Iron doorstops have been very popular collectibles since 1985. They were first made in England, where they were called door porters. The invention of a hinge that let a door close automatically inspired the iron figure that stopped the door from closing. Soon after, doorstops became popular in the United States.
Companies that had been making cast iron toys and other items began designing and making doorstops that resembled people, animals, flowers and other figures. Five companies were the largest suppliers, and each had a name or logo that was usually molded into the flat back. Look for Bradley and Hubbard’s “B & H” mark; Hubley’s paper label with the name across a circle; and Judd Co.’s mark, “CJO.”

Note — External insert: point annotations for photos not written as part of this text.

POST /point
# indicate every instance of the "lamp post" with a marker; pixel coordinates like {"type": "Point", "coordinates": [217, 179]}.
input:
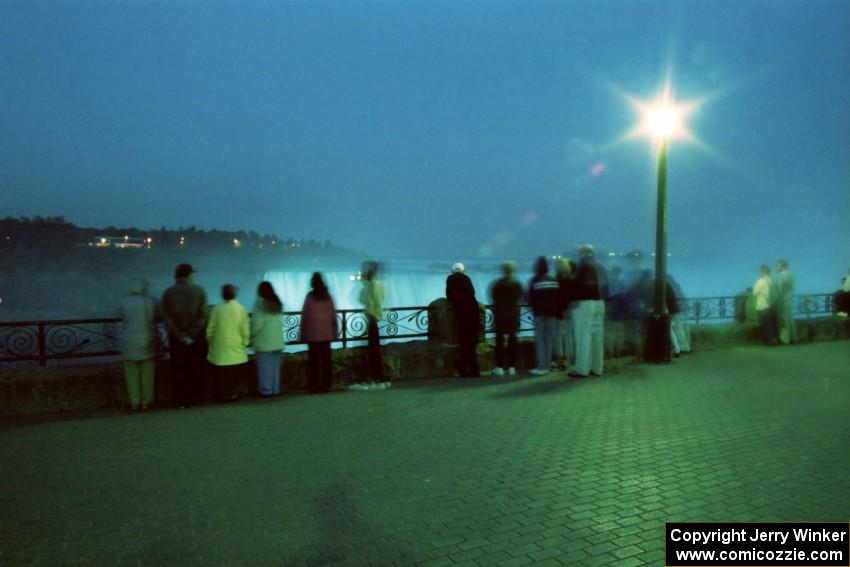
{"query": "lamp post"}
{"type": "Point", "coordinates": [658, 326]}
{"type": "Point", "coordinates": [662, 122]}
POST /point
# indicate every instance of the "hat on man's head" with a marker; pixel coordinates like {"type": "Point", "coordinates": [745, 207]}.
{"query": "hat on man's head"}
{"type": "Point", "coordinates": [184, 271]}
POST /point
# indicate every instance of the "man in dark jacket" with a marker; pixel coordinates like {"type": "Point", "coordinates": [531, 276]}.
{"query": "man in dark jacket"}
{"type": "Point", "coordinates": [184, 309]}
{"type": "Point", "coordinates": [590, 292]}
{"type": "Point", "coordinates": [461, 296]}
{"type": "Point", "coordinates": [544, 295]}
{"type": "Point", "coordinates": [506, 294]}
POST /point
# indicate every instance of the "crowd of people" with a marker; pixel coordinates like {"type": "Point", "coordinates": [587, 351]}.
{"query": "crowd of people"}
{"type": "Point", "coordinates": [209, 347]}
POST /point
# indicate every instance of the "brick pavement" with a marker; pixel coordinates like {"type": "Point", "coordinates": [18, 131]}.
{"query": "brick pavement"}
{"type": "Point", "coordinates": [537, 471]}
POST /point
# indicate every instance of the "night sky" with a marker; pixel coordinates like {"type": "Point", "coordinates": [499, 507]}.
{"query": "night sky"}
{"type": "Point", "coordinates": [413, 128]}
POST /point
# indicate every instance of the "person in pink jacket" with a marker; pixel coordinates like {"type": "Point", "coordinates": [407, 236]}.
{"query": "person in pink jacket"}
{"type": "Point", "coordinates": [318, 329]}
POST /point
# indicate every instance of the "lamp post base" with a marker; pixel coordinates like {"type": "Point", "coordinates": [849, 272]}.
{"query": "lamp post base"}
{"type": "Point", "coordinates": [658, 346]}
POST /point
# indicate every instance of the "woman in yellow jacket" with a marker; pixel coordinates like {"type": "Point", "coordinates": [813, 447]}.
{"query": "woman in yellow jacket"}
{"type": "Point", "coordinates": [228, 337]}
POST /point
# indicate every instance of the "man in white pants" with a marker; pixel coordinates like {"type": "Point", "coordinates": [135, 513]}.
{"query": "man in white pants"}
{"type": "Point", "coordinates": [591, 290]}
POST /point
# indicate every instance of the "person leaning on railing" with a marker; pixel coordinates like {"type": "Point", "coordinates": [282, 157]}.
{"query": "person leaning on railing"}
{"type": "Point", "coordinates": [184, 308]}
{"type": "Point", "coordinates": [267, 339]}
{"type": "Point", "coordinates": [139, 315]}
{"type": "Point", "coordinates": [318, 329]}
{"type": "Point", "coordinates": [228, 337]}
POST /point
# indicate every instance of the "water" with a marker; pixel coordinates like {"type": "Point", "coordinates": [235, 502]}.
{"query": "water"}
{"type": "Point", "coordinates": [417, 282]}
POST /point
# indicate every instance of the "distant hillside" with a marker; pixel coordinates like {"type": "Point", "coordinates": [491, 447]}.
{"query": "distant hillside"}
{"type": "Point", "coordinates": [52, 269]}
{"type": "Point", "coordinates": [56, 233]}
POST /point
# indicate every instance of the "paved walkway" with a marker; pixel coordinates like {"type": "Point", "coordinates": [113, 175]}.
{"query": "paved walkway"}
{"type": "Point", "coordinates": [538, 471]}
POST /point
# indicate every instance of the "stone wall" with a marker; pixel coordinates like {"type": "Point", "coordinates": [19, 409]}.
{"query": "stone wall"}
{"type": "Point", "coordinates": [34, 390]}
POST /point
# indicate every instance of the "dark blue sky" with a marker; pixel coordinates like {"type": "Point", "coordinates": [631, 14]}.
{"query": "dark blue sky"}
{"type": "Point", "coordinates": [430, 128]}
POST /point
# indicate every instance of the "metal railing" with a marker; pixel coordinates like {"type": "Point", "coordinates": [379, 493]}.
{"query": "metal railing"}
{"type": "Point", "coordinates": [86, 338]}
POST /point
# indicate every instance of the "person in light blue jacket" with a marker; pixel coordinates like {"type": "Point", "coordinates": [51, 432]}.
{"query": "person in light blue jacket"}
{"type": "Point", "coordinates": [267, 339]}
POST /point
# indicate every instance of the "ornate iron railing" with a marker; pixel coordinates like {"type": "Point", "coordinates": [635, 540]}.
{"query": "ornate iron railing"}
{"type": "Point", "coordinates": [85, 338]}
{"type": "Point", "coordinates": [699, 309]}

In the 1980s, iron doorstops went for high prices, and hundreds of copies were made and sold in gift shops, antiques events and auctions. Fakes usually have perfect bright paint; a rough texture to the unpainted iron on the back; modern slotted screws; and, if made in two parts, a seam that is not perfectly smooth.
A 12 1/2-inch antique lobster doorstop made early in the early 20th century sold for $1,800 at an Eldred auction in Massachusetts.

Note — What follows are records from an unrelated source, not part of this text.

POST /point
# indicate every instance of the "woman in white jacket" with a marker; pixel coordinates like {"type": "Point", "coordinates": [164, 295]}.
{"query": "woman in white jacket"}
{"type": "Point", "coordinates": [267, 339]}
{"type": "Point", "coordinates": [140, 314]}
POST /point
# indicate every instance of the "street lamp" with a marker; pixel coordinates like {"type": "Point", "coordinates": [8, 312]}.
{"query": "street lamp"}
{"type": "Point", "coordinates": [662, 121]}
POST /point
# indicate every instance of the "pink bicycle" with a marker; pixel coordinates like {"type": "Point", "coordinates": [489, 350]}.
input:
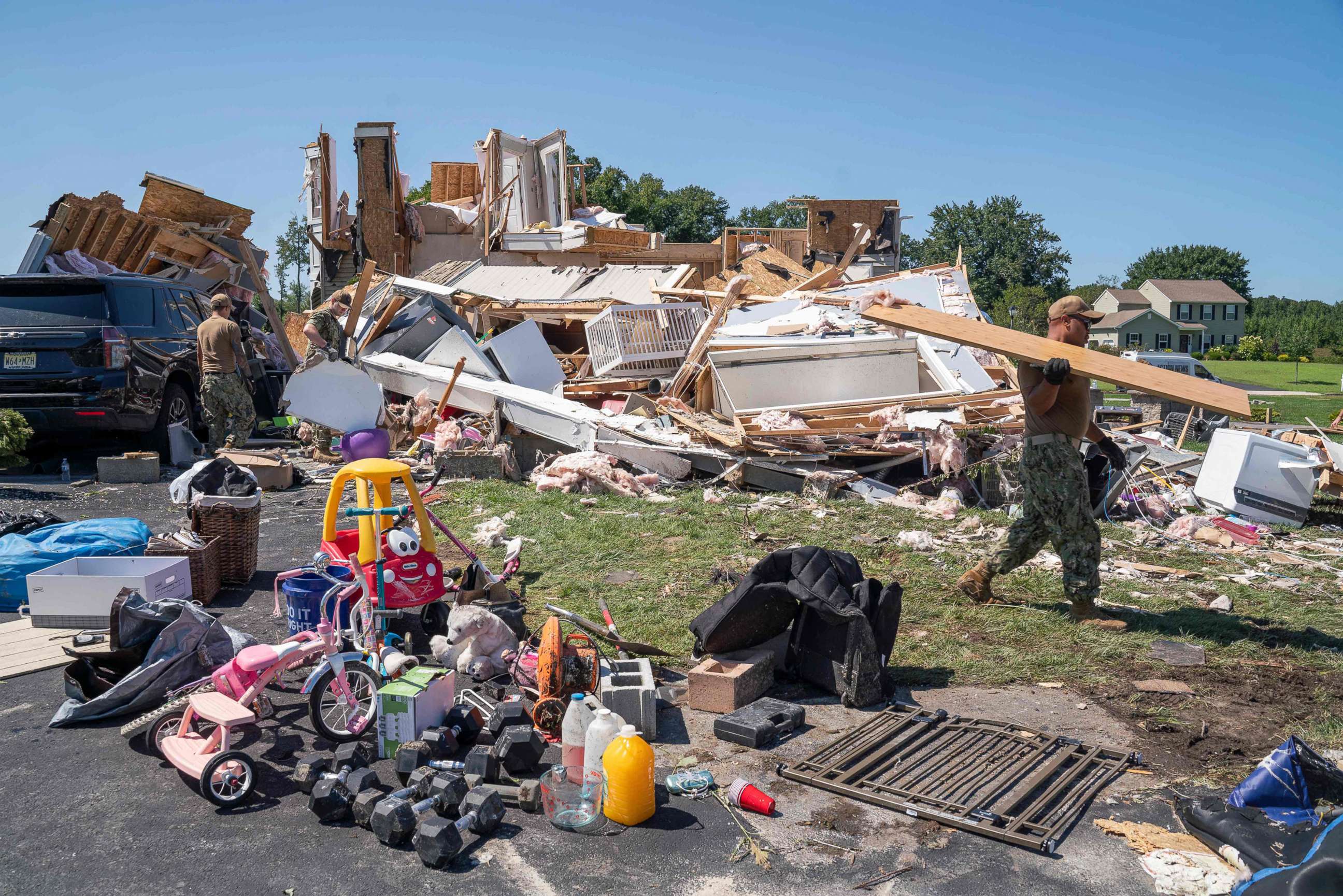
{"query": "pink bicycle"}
{"type": "Point", "coordinates": [194, 730]}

I have a bar pin that pictures two clenched hands doing a “fist bump.” The pin is gold-colored metal and has a figural mallet, ax and something that looks like a block on the top. The hands, with shirt cuffs and part of the jackets showing, are on a white enamel piece attached to the metal. What does it represent?

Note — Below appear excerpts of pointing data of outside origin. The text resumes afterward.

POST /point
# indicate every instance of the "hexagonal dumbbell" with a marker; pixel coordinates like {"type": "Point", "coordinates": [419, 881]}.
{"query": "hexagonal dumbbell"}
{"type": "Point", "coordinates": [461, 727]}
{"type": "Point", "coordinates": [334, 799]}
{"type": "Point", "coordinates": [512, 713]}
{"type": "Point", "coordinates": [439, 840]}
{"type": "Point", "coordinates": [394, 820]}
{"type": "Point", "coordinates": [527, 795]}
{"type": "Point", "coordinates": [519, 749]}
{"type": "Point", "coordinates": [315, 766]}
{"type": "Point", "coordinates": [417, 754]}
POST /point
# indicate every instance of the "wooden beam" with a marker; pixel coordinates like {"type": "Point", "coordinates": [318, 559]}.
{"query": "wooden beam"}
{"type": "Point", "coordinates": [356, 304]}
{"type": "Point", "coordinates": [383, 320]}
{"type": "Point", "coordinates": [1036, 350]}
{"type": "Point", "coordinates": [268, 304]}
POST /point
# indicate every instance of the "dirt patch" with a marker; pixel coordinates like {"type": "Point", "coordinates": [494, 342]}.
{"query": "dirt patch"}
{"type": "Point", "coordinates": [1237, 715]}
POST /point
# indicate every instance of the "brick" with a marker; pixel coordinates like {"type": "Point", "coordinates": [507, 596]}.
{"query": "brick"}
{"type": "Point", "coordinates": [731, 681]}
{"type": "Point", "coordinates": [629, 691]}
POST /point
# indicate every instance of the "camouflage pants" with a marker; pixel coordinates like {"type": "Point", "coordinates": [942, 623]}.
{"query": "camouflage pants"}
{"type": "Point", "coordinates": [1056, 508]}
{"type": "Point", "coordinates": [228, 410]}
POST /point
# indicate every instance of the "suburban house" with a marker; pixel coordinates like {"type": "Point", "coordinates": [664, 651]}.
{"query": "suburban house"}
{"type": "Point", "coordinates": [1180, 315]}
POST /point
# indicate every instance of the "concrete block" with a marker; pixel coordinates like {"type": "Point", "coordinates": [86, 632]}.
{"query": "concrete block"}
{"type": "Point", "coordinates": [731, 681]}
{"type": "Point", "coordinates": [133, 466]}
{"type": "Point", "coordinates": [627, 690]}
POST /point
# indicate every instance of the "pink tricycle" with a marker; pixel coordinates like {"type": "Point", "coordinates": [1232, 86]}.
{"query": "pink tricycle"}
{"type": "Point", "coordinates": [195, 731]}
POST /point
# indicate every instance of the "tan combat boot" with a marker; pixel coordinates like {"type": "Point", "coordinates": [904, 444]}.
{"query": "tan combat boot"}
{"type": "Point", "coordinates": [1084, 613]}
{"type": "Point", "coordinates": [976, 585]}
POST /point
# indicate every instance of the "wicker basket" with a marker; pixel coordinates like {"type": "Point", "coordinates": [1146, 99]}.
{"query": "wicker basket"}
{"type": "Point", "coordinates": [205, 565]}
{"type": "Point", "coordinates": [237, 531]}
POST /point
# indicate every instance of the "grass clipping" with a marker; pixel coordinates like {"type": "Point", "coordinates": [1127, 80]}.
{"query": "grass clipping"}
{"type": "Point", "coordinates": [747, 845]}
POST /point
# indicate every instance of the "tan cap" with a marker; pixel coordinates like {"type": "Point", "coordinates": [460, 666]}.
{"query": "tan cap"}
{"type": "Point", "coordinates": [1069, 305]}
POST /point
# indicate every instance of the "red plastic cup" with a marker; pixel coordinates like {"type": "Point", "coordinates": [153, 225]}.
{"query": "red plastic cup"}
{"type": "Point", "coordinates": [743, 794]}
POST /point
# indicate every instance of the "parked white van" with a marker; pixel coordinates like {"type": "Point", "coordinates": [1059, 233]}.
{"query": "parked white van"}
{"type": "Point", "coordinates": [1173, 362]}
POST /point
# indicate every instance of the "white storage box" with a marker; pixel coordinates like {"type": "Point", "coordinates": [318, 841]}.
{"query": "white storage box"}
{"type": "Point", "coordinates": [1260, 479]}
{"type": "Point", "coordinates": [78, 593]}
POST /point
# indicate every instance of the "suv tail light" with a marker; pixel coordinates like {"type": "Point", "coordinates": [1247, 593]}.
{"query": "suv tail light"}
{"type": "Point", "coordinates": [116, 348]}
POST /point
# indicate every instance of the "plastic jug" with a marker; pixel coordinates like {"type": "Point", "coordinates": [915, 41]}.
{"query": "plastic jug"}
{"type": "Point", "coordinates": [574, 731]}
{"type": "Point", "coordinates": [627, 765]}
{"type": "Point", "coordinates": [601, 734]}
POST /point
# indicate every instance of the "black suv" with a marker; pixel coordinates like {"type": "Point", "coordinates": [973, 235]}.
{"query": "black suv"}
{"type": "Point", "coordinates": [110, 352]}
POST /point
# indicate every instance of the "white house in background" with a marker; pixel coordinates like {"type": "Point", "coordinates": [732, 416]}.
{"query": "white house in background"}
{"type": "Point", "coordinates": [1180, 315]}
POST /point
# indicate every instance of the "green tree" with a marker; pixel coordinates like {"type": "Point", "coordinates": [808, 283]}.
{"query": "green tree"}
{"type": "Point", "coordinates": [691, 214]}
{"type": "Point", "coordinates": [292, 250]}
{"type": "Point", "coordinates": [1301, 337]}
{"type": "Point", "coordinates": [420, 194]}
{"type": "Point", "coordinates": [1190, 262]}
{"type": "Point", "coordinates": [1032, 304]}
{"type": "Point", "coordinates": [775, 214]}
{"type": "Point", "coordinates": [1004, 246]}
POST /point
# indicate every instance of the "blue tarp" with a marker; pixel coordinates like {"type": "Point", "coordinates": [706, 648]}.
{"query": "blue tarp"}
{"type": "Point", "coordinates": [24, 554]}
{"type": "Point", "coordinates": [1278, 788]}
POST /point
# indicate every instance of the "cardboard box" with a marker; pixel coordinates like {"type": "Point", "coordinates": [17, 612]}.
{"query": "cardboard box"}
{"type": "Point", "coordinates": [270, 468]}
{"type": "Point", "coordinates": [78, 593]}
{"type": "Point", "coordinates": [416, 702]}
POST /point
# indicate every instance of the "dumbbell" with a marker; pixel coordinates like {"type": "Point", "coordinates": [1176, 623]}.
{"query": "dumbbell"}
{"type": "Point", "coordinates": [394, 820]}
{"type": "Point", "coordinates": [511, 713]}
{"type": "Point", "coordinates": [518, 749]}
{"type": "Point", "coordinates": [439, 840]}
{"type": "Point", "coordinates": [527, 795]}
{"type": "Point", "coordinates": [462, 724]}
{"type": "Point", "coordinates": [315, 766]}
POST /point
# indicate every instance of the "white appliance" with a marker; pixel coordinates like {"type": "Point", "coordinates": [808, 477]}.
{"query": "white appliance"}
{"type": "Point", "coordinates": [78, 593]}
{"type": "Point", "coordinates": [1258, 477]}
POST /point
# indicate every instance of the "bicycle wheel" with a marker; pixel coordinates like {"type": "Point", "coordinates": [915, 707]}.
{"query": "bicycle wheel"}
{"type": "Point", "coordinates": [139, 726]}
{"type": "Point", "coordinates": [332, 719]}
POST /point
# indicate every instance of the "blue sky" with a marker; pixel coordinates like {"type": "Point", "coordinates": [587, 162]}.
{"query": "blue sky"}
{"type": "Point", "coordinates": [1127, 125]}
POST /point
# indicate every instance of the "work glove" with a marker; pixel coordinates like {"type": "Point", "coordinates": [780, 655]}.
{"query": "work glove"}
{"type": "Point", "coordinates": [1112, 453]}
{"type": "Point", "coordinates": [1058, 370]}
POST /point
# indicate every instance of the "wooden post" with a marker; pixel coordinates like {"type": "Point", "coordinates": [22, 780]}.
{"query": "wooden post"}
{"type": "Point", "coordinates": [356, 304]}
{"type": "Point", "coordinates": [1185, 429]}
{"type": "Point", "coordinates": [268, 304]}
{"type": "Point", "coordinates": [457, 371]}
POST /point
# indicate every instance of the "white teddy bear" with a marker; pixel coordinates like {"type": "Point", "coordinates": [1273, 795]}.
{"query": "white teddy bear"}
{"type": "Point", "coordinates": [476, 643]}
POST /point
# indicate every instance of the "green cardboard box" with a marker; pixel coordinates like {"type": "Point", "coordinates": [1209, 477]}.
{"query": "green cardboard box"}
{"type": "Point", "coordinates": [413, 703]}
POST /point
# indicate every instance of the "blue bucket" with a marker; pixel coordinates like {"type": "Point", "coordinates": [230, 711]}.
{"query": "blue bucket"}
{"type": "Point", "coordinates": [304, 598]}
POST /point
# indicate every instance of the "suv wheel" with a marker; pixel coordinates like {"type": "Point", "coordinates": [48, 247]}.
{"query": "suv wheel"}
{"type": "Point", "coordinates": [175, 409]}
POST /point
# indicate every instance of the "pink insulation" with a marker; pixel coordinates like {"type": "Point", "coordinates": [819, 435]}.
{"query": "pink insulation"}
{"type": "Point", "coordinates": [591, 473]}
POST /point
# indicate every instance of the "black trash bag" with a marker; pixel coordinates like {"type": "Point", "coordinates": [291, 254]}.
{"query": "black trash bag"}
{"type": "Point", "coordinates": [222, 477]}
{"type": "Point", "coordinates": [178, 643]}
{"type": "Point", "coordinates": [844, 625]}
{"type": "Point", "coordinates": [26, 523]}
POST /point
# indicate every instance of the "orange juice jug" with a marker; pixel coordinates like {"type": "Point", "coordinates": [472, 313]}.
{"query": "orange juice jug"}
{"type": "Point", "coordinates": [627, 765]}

The log, ax, mallet and wedge are symbols used by two fraternal organizations: the Modern Woodmen of America and WoodmenLife (Woodmen of the World). Joseph Cullen Root founded the Modern Woodmen of America in 1883 in Lyons, Iowa. He resigned after disagreements with other officers and moved to Omaha, where he founded Woodmen of the World. Both organizations are still in existence and provide life insurance and other benefits to members. The fist bump has been found on other unmarked pins that date from the late 1800s or early 1900s.
Furniture, jelly cupboard, softwood, 2 paneled doors over drawer, interior shelves, bracket feet, Pennsylvania, 50 x 50 x 20 inches, $148.
Staffordshire jug, Liverpool transfer, sailor and woman, ship, “What Should Tear Me From the Arms of my Dearest Polly,” 11 inches, $420.
Cane, whale ivory, mushroom form handle, inlaid copper 1877 Liberty coin, faceted stem, figured oak stem, 35 3/4 inches, $600.
Kitchen dipper, coconut shell bowl, carved and inlaid whalebone and wood handle, heart-shaped mount, c. 1850, 13 1/2 inches, $780.
Tip: Check stored items once a year to be sure there is no deterioration or bugs.